«In questo simbolo della reggia dei papi che diventa reggia dei cittadini c’è un nesso profondo con la Carta: con l’articolo 1, che ci vuole “sovrani”».
La Repubblica, 17 febbraio 2015
L’aveva detto nel messaggio d’insediamento, il Presidente Mattarella: «Garantire la Costituzione significa » anche «amare i nostri tesori artistici e ambientali». Il verbo “amare” appartiene ad un vocabolario davvero lontanissimo dalla retorica corrente della “valorizzazione” (leggi mercificazione) del nostro patrimonio culturale: perché il sottotesto è il brano del Vangelo di Matteo dove si dice che: «Là dov’è il tuo tesoro, sarà anche il tuo cuore». È la stessa lingua della Costituzione, che dice che la Repubblica «tutela il paesaggio e il patrimonio della Nazione » non per aumentare il Pil, ma per favorire «il pieno sviluppo della persona umana» (art. 3) attraverso «lo sviluppo della cultura» (art. 9). Parole che oggi diventano concrete nell’annuncio che il Quirinale sarà aperto tutti i giorni agli italiani.
E anche in questo simbolo della reggia dei papi che diventa reggia dei cittadini c’è un nesso profondo con la Carta: con l’articolo 1, che ci vuole “sovrani”. Entrare nel Palazzo del Quirinale significa camminare sulla cresta sottile del vertice dell’arte barocca: quando Roma era, per l’ultima volta, la capitale artistica del mondo. Nemmeno i Palazzi Apostolici del Vaticano possono sfoggiare un appartamento di Stato delle dimensioni e della solennità del nesso costituito dall’immensa Sala Regia (oggi detta Salone dei Corazzieri) e dalla contigua Cappella Paolina, separate e unite da un portale di marmo degno di una basilica, disegnato da Carlo Maderno (autore, tra l’altro, della navata e della facciata di San Pietro) e scolpito dal dimenticato (ma bravissimo) Taddeo Landini. In questi spazi straordinari, che sfociano in una serie infinita di sale e gallerie, Paolo V Borghese (papa dal 1605 al 1621) riceveva gli ambasciatori, circondato dalle figure dipinte dai seguaci dei due grandi rivoluzionari di primo Seicento, Annibale Carracci e Caravaggio.
Come spesso succede nell’arte barocca, nella Sala Regia va eternamente in scena uno spettacolo, basato sullo sdoppiamento: grazie agli affreschi del fregio, anche quando è vuoto il salone sembra gremito di diplomatici, giunti ad omaggiare il papa da ogni angolo del mondo.

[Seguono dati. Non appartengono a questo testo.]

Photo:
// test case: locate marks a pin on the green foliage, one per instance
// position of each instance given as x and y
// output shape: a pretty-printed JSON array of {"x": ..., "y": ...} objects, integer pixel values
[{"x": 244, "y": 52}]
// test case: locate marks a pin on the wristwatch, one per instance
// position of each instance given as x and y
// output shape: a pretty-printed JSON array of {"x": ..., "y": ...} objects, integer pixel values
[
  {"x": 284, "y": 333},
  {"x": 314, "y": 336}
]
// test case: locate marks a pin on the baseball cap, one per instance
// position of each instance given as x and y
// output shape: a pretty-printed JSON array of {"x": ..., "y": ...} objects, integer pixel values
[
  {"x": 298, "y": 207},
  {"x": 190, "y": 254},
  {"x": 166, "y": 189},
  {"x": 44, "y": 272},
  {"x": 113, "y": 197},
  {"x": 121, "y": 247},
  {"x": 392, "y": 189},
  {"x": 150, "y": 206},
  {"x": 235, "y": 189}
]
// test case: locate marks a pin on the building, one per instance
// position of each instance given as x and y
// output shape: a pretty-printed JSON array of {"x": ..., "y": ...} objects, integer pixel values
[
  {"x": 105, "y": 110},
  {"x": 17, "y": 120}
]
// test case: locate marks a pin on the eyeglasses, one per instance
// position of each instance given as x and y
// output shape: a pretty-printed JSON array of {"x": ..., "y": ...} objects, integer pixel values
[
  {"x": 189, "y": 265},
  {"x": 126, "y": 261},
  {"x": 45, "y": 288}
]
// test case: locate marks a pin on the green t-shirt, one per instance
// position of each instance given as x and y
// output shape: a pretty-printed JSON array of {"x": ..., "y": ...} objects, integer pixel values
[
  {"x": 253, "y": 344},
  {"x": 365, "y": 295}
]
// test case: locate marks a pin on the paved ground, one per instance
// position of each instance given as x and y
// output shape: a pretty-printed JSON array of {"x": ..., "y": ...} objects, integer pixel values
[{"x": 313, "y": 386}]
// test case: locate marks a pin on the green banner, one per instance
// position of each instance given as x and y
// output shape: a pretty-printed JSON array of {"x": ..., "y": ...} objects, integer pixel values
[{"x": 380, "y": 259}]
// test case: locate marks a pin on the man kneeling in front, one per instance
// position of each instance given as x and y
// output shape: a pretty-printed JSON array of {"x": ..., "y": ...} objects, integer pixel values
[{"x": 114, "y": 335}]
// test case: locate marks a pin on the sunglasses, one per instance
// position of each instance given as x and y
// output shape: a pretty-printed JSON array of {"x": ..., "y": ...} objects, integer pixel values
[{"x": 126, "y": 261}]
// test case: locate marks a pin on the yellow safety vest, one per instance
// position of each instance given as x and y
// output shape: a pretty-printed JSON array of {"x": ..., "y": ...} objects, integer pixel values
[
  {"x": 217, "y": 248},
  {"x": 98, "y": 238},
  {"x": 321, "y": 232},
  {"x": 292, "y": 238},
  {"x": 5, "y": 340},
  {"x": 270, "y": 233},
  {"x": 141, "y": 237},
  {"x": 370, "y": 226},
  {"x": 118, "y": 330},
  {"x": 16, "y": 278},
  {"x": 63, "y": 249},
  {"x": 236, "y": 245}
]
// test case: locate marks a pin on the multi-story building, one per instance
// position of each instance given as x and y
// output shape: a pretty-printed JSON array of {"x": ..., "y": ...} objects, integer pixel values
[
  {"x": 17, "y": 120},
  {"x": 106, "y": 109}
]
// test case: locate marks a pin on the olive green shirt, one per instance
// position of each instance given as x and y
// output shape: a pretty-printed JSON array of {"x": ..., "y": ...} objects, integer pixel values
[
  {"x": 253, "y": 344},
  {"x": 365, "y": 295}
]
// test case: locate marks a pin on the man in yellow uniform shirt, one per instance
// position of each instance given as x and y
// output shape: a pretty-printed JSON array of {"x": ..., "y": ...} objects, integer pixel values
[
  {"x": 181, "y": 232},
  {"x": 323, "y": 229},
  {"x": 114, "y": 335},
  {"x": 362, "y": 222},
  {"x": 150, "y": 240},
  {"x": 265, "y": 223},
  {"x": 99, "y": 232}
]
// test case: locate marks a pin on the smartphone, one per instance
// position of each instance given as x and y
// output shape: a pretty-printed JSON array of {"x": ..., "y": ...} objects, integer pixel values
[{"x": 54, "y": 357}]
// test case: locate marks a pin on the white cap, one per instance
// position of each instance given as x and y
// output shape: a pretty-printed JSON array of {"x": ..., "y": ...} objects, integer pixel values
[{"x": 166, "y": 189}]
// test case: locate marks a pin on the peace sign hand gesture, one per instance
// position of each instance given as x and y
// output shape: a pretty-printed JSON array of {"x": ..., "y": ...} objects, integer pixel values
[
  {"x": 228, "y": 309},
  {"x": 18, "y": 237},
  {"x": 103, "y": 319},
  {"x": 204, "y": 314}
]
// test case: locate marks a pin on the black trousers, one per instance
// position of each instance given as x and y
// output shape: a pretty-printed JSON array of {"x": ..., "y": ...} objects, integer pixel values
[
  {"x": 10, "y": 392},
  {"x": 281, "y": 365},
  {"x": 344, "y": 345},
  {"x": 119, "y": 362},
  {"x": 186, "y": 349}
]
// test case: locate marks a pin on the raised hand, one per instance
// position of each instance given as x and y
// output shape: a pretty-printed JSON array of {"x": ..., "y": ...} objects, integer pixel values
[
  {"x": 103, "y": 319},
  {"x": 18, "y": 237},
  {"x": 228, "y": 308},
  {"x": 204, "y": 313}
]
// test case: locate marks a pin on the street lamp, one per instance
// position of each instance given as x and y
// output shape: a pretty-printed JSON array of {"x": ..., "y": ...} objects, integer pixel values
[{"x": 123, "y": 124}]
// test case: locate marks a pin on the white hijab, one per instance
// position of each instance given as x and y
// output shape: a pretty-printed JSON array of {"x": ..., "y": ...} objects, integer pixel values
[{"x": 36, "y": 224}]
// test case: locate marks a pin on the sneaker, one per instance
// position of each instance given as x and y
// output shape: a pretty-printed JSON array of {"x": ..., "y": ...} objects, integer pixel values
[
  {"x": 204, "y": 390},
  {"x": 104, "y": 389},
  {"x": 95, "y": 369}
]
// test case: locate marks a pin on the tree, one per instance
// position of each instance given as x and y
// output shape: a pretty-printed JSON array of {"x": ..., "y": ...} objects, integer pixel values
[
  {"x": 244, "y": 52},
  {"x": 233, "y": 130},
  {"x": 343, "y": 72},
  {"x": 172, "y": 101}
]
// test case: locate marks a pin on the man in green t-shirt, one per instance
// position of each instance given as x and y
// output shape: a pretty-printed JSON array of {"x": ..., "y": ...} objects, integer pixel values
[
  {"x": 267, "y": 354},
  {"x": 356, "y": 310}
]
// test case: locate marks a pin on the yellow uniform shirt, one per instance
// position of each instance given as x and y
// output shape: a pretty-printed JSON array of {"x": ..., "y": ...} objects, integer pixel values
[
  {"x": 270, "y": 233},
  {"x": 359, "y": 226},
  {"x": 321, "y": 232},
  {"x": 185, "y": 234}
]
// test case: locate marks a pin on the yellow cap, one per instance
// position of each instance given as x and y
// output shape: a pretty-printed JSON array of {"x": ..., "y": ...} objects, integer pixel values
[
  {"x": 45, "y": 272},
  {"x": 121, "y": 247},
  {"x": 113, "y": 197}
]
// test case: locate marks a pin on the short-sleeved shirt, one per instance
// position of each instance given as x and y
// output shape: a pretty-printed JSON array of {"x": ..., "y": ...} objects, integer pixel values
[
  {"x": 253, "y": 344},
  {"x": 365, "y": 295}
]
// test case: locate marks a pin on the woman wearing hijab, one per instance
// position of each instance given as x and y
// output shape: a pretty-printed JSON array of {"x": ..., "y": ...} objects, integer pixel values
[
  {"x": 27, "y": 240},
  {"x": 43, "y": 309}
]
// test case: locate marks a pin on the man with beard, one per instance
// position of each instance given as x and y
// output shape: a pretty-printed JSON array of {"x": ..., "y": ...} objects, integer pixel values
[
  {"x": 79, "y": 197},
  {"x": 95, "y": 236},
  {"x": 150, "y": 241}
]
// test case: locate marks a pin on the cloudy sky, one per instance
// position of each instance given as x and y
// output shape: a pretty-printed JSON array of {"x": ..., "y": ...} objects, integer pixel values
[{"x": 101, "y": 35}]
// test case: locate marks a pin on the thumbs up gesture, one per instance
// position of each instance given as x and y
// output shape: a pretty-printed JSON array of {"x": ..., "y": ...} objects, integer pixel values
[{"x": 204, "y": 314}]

Tra i tanti volti esotici che si affacciano dalle balconate dipinte è possibile riconoscere quelli degli inviati del re del Congo, e quello del dignitario giapponese Hasekura Rokuemon, che fu a Roma nel 1616. È una scena che si presta ad una doppia lettura: da una parte essa sottolinea l’aspirazione universale, oggi diremmo globale, del potere papale. Ma è solo il trucco di un bravo pittore illusionista: perché già al tempo di Paolo V il papato era ridotto al rango di potenza regionale, e per giunta di seconda fila. Dopo quattro secoli il messaggio colpisce con la stessa forza, e ci ricorda che la proiezione internazionale dell’Italia rischia di rimanere un’aspirazione, anzi un’illusione: la lama della retorica barocca è a doppio taglio, e noi non siamo cambiati.
Ma il Quirinale non è solo una scenografia piena di specchi (reali e metaforici), è anche il contenitore di una sterminata raccolta di opere d’arte (che vanno dall’antichità ai nostri giorni) e di una importantissima serie di arredi (dagli arazzi ai mobili) provenienti dalle regge degli antichi sovrani di tutta la Penisola, e qui concentrati (anche troppo disinvoltamente, per la verità) dai Savoia. Non c’è davvero alcun bisogno di pensare di trasformare questo luogo unico in un museo, perché è già un meraviglioso racconto del nesso profondissimo tra nazione italiana e patrimonio culturale. Bisogna solo farlo “parlare”: ed entrarci - da sovrani - ci verrà perfettamente naturale.